In A Time to Serve: Proposals for Renewing the Civil Service, Rudy Mehrbani, Tess Byars, and Louis Katz propose a set of recommendations to reform federal personnel policy so the next administration can be staffed with the capacity to solve the pressing crises facing the nation.
The federal government employs about two million civilians in agencies responsible for meeting the needs of the American people. The people who staff these agencies play a critical role in solving the most pressing challenges of our day, including racial injustice, climate change, and national security. Yet, the personnel at the heart of these agencies have gone neglected and unsupported for decades. The situation has worsened under the Trump administration, which has actively sought to shrink the government by keeping vast swaths of the federal bureaucracy unstaffed, installing corporate hacks and wealthy donors in many of the positions it does choose to fill, and driving out career officials representing decades of institutional knowledge and expertise.
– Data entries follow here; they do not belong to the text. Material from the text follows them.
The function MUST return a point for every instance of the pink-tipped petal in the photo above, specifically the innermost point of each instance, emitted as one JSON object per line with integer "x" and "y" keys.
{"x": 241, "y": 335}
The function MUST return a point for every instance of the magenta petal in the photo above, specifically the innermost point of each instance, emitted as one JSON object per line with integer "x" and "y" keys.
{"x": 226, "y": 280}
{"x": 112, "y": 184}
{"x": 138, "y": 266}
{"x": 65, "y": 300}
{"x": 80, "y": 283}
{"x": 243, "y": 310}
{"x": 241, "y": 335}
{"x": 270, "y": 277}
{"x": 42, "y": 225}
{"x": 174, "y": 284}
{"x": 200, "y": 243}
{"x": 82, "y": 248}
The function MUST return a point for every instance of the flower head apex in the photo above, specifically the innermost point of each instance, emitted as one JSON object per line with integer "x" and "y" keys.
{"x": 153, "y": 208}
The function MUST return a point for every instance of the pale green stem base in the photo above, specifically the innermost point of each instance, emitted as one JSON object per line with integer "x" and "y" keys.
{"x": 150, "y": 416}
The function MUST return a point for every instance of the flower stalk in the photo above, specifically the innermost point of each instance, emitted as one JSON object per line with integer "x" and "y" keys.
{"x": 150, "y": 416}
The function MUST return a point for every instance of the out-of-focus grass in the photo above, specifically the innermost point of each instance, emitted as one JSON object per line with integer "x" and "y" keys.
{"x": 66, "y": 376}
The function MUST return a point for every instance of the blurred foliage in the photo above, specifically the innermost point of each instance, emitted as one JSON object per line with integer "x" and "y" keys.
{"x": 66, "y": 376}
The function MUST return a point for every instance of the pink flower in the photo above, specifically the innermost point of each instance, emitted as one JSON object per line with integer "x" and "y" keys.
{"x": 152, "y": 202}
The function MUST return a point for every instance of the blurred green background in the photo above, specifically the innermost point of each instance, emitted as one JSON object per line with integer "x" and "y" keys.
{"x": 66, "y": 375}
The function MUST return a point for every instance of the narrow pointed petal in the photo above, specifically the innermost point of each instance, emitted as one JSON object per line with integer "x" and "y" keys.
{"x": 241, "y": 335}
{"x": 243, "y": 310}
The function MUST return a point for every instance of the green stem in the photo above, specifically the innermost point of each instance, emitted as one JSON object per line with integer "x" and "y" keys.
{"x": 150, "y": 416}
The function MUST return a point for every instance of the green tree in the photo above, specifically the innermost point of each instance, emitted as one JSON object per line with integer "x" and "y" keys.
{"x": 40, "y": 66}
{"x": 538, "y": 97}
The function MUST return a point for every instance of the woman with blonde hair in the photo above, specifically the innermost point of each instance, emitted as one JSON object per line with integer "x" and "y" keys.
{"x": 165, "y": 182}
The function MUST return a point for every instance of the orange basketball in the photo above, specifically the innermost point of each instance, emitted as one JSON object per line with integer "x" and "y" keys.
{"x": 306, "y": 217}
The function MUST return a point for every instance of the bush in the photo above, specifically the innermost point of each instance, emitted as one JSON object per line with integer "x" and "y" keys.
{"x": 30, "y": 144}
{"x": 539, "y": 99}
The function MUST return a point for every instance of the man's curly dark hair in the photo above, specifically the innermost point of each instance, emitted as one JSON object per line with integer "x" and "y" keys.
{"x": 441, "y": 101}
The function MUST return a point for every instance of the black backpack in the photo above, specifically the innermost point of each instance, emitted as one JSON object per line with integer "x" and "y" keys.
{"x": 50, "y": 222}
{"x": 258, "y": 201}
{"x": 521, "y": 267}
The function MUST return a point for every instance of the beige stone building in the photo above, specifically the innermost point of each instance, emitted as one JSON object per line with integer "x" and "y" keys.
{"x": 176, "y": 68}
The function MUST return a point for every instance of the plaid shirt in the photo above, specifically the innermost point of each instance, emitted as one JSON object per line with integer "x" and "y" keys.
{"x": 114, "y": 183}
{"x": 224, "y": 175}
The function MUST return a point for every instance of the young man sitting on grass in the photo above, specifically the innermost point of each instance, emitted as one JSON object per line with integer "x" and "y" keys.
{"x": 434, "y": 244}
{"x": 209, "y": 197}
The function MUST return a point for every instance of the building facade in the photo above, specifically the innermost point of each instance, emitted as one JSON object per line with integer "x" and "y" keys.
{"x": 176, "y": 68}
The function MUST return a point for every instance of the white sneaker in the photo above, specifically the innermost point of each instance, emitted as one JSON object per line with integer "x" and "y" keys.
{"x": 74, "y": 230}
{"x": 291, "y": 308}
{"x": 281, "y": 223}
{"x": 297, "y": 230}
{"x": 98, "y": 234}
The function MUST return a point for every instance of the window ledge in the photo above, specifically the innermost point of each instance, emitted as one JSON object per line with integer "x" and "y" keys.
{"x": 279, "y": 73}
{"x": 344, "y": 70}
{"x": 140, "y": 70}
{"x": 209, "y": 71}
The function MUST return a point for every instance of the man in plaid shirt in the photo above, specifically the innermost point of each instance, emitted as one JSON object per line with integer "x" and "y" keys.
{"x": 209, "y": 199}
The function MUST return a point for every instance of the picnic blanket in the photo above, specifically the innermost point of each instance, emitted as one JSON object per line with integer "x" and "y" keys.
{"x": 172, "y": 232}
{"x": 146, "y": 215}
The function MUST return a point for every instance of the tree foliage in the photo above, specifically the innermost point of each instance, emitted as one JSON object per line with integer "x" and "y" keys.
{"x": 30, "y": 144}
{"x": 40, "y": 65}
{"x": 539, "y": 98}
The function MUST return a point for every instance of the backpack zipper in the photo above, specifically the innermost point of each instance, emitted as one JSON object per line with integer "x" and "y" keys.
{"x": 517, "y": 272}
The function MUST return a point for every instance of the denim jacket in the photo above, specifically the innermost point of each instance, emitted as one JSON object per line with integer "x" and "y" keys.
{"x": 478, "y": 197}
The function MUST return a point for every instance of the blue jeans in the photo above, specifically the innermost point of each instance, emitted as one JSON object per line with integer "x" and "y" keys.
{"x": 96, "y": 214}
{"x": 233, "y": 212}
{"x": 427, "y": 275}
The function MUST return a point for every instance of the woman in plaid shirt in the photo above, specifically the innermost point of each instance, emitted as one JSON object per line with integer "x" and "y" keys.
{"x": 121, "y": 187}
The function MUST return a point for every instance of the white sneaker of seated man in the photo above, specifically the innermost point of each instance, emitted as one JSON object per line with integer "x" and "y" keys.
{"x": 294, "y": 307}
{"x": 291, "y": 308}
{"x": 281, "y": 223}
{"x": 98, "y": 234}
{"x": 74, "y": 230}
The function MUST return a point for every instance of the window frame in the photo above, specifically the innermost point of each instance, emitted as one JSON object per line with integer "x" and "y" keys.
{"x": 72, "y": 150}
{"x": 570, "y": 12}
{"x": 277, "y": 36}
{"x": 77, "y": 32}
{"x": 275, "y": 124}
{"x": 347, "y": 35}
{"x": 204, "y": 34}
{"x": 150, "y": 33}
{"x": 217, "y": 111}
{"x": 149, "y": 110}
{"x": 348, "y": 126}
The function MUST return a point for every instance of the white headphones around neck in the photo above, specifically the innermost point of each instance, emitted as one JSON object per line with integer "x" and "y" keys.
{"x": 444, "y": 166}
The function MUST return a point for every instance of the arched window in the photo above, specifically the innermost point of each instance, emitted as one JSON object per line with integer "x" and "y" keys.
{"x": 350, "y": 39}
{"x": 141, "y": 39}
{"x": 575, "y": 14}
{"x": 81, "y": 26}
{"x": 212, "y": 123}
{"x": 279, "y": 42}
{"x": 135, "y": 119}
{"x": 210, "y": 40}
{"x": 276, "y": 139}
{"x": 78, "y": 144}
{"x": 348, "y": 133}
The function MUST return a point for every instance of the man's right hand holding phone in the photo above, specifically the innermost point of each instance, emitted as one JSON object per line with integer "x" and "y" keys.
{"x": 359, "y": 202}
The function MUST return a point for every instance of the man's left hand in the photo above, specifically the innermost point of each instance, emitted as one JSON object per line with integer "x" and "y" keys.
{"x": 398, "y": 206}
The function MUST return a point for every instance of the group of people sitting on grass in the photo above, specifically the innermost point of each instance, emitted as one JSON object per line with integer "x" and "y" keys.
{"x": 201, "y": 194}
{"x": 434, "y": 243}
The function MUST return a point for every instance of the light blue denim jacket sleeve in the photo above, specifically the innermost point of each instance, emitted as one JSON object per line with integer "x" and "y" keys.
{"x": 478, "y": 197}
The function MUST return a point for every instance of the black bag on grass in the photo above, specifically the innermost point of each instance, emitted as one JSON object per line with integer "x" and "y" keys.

Without implementing fundamental changes to address the broken personnel system, the next administration will struggle to adequately confront the challenges facing the nation.
In this report Rudy Mehrbani, Tess Byars, and Louis Katz propose a set of recommendations to structurally reform the federal personnel system, including: restructuring the Office of Personnel Management (OPM) to better meet other agency’s needs, changing the hiring practices within agencies to create more accessible pathways into the government for diverse workers through recruitment and meritocratic principles, and ensuring democratic accountability in the appointment process.